On the top line, Microsoft’s sales are anticipated to rise 7% in FY23 and jump 13% in FY24 to $239.40 billion. FY24 would represent a 90% increase from pre-pandemic levels with 2019 sales at $125.84 billion. This is especially impressive for a mature company of Microsoft’s size.



Pivoting to Apple, earnings are expected to rise 1% in its current fiscal 2023 and jump 8% in FY24 at $6.70 a share.

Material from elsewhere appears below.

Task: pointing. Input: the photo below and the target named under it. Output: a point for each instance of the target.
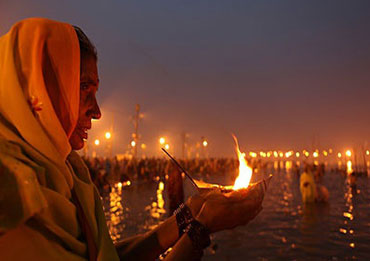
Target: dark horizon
(282, 75)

Earnings estimates have also trended lower for Apple’s FY23 and FY24 over the last quarter.

Zacks Investment Research


Image Source: Zacks Investment Research



Sales are forecasted to be up 2% in FY23 and rise another 6% in FY24 at $427.22 billion. FY24 would represent 64% growth from pre-pandemic levels with 2019 sales at $260.17 billion.




Dividends




Microsoft’s stock appears to be sticking out to this point, and in regard to portfolio income, the trend continues with MSFT’s 1.13% annual dividend yield topping Apple’s 0.70%.

Zacks Investment Research


Image Source: Zacks Investment Research




Bottom Line




Apple (AAPL) and Microsoft (MSFT) stock both currently land a Zacks Rank #3 (Hold). Although more short-term weaknesses may be ahead for both companies they are starting to look attractive at their current levels. Microsoft especially stands out from a valuation standpoint. But with these being two unique tech firms and two of the biggest companies on the planet, holding on to or buying both stocks could be rewarding going into 2023.



From a historical performance perspective, holding on to shares of Apple and Microsoft also makes sense after this year’s drop. There might be better buying opportunities ahead but both AAPL and MSFT have crushed the return of broader indexes over the last decade and this could continue considering their long-term growth is still intact.